I put the following as answer as it does not fit within the limits of a comment, hoping that it could help. I suspect the answer will be YES for the two questions. In fact, the free group is the limit of finite truncations. Below is the proposed method.
Let $k=\mathbb{F}_2$ be the usual galois field with two elements
integers, we consider
- an infinite alphabet $X$ (denumerable is enough)
- the set of noncommutative series $\mathcal{A}=k<<X>>>=k^{X^*}$ (i.e. all functions $X^*\rightarrow k$ with the convolution product)

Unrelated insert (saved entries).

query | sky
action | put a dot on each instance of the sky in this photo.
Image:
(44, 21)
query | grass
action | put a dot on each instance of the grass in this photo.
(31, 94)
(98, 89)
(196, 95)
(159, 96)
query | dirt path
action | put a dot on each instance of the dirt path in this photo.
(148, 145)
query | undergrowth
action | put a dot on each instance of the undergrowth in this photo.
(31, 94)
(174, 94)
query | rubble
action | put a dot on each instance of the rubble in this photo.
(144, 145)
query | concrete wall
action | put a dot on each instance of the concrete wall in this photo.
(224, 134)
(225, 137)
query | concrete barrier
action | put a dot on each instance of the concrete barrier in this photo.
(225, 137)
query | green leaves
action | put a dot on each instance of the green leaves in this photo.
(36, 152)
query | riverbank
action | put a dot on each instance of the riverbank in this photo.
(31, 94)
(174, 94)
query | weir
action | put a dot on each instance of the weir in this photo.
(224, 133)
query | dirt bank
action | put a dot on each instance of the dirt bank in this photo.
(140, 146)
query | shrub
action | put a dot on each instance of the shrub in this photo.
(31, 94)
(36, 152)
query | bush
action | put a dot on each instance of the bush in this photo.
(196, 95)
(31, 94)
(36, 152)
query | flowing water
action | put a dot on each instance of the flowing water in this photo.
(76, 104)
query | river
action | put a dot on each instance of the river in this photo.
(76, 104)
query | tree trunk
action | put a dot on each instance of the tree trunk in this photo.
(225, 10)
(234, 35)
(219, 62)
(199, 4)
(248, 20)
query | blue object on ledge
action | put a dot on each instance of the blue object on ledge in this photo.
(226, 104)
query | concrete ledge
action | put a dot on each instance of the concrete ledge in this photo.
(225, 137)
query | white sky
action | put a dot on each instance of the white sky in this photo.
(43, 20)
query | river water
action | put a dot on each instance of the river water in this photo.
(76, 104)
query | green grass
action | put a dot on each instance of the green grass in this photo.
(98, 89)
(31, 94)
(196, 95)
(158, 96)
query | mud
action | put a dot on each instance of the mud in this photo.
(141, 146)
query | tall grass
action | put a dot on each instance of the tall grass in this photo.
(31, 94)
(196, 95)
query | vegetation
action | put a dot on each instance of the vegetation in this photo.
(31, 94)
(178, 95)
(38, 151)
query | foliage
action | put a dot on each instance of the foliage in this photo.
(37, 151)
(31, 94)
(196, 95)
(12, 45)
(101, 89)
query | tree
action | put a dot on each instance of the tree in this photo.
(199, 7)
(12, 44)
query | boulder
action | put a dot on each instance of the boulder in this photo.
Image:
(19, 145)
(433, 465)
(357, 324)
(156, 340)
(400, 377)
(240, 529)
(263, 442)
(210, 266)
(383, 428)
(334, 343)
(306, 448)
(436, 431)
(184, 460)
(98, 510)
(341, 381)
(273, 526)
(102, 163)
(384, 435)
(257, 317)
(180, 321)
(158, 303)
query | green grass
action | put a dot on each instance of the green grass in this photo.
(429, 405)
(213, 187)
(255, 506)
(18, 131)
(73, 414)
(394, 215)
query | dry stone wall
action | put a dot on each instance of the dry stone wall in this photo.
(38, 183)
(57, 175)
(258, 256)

- the augmentation character $k<<X>>>\rightarrow k$ and its kernel $\frak{M}$ (series without constant term) and, for every finite subalphabet $\mathrm{F}\subset X$, the ideal $\frak{M}_\mathrm{F}$ of the series such that every monomial of the support contains at least a letter outside $\mathrm{F}$
- the free group over $X$, $\Gamma=\Gamma(X)$
- the group morphism $\mu : \Gamma\rightarrow 1+\frak{M}$ given by $$ (\forall x\in X)(\mu(x)=1+x) $$ which is known to be into (Magnus transformation)
- the quotients $\mathcal{A}_{n,\mathrm{F}}=k<<X>>>/(\frak{M}^n+ \frak{M}_\mathrm{F})$ (which are finite) and the sujectivesurjective quotient morphisms $q_{n,\mathrm{F}} : k<<X>>>\rightarrow \mathcal{A}_{n,\mathrm{F}}$
- the groups $\Gamma_{n,\mathrm{F}}$, images of $q_{n,\mathrm{F}}\circ \mu$ which are finite
An interesting alternative is to take a two letter alphabet $X=\{a,b\}$, an embedding $j$ of an infinitely generated free group as the subgroup generated by the set of conjugates $\{a^nba^{-n}\}_{n\geq 0}$, set $\mathcal{A}_n=k<<X>>>/(\frak{M}^n)$ take the surjective quotient morphisms $q_n : k<<X>>>\rightarrow \mathcal{A}_n$ and replace $q_{n,\mathrm{F}}\circ \mu$ by $q_n\circ \mu\circ j$.